Год моего рабства - стр. 24
Хотелось заткнуть уши, не слушать эти вкрадчивые отвратительные слова. Они были так созвучны тому, что совсем недавно говорила Финея, что меня почти парализовало от ужаса. И сейчас я даже радовалась, что заказчик — кто-то другой. У лигура нет на меня прав. Он едва ли осмелится на что-то большее.
— В первый раз вижу, чтобы в Кольеры приходили сами. Это было сложно? Решиться?
Его лицо было совсем близко, и я упрямо пыталась отклониться, увеличить дистанцию.
— Разве у меня был выбор?
Он прикрыл светлые зеленые глаза:
— Конечно. Просто бросить мальчишку здесь.
Эти слова разозлили меня. Стало на миг плевать, с кем я говорю, плевать на его власть надо мной. Я открыто взглянула в темное лицо:
— Он мой брат. Младший брат.
Кондор повел бровями:
— Что с того? Кровь не гарантирует единение. Кровь — всего лишь биологическая жидкость. Можно иметь брата, но не любить его.
Я задрала голову еще выше:
— Можно. Но я люблю. Какой ни есть. Кажется, вам этого не понять. Вам и таким как вы.
Я думала, он ударит меня, но его тонкие губы исказила скептическая ухмылка:
— Надо же…
— Ведь меня бы не оставили в покое? Даже если бы Ирбис погиб? Ведь так? Скажите правду.
Я поняла это, узнав о заказе. Уверилась, глядя на Финею. Если бы не вышло с Ирбисом — они бы нашли другой способ. Еще более незаконный и подлый. Они бы ни перед чем не остановились.
Губы Кондора приблизились почти вплотную к моим:
— Смелая, неглупая, красивая, умеющая любить…
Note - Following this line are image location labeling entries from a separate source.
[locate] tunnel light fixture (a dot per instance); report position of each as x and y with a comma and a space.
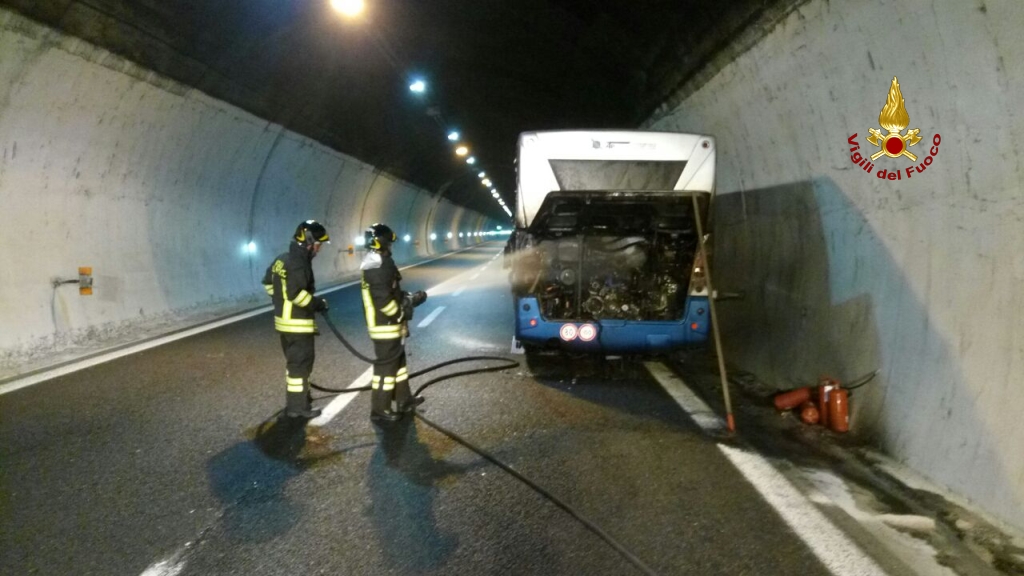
348, 7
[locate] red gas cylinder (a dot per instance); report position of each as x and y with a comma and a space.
839, 410
809, 413
792, 399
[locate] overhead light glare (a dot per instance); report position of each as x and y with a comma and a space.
348, 7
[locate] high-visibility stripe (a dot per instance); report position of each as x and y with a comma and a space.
294, 384
297, 326
368, 306
303, 298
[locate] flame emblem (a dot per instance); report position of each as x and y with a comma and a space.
894, 119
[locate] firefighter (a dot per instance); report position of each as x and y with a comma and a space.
388, 311
290, 283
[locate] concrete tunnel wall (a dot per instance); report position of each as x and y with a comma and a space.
845, 273
160, 189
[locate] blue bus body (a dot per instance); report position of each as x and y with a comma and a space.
612, 337
606, 254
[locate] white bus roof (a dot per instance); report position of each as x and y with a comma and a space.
613, 160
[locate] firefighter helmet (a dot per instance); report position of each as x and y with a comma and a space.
379, 236
310, 232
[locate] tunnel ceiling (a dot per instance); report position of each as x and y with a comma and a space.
494, 68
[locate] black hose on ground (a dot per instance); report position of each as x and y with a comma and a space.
639, 564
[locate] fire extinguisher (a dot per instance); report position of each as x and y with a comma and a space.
839, 410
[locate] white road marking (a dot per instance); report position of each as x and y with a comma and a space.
840, 556
101, 358
701, 414
517, 346
170, 567
341, 401
828, 543
430, 318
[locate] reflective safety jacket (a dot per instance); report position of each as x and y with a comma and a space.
381, 296
290, 283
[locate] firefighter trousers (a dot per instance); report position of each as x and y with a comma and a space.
299, 356
391, 377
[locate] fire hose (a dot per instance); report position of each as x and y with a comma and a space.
630, 557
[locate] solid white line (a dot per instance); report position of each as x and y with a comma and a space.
701, 414
128, 351
840, 556
828, 543
342, 400
426, 321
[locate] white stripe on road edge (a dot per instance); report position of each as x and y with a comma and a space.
701, 414
828, 543
341, 401
426, 321
840, 556
101, 358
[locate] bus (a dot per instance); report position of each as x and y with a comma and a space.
604, 257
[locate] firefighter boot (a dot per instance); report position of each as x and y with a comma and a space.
403, 398
380, 407
298, 405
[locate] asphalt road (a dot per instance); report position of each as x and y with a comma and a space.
170, 462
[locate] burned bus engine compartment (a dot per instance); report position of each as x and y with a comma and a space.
625, 256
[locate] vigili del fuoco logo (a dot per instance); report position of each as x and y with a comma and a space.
894, 145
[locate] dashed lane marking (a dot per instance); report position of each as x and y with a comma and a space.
828, 543
430, 318
341, 401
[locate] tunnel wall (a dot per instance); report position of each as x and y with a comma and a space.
161, 189
846, 273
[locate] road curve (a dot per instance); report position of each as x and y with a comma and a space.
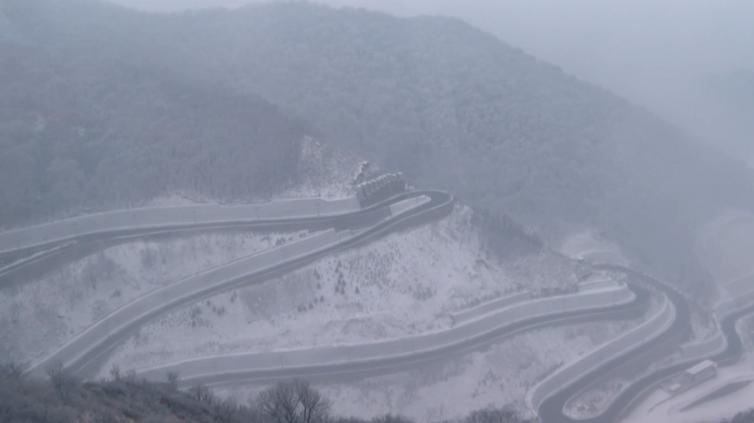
83, 354
397, 353
551, 411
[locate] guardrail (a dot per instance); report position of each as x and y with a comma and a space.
212, 370
166, 217
78, 354
641, 335
488, 307
178, 293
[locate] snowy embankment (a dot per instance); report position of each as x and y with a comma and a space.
405, 284
67, 300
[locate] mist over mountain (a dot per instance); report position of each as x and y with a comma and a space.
447, 104
84, 125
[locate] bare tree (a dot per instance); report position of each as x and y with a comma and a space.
294, 402
314, 407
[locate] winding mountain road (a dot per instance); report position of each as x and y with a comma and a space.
350, 226
552, 409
От него пахло табаком. Казалось, он вот-вот поцелует меня. Я уже приготовилась впиться зубами в его губу, до крови, с остервенением.
— Как так вышло, что при всех этих достоинствах ты почти девственница?
Я молчала, будто звенела от напряжения. Рассказывать этому чудовищу о своих ошибках? Зачем? Чтобы развлечь? Я не собиралась его развлекать. Я отвернулась:
— Никак.
Лигур освободил мои руки, вновь ухватил за подбородок:
— Ответ неверный. Я жду.
— Не ваше дело! — я почти выкрикнула.
Вырвалось само собой, на эмоциях, я даже не успела осмыслить. Замерла, ожидая реакции.
Глаза Кондора полыхнули яростью. Он отстранился:
— На колени, рабыня, — прозвучало убийственно холодно и ровно, на контрасте с недавним жарким шепотом.
Я стояла истуканом. Не мелькнуло даже мысли исполнить приказ. Он схватил меня за волосы, дернул вниз. Я рухнула на камень, лишь успела вовремя выставить руки. Стояла на четвереньках и глохла от такого унижения.
— На колени!
Я, наконец, выпрямилась, но голову не опустила. Это было выше меня.
— Глаза!
Я не подчинилась. Продолжала открыто смотреть снизу вверх.
— Я прикажу выпороть тебя. Еще лучше — сделаю это сам.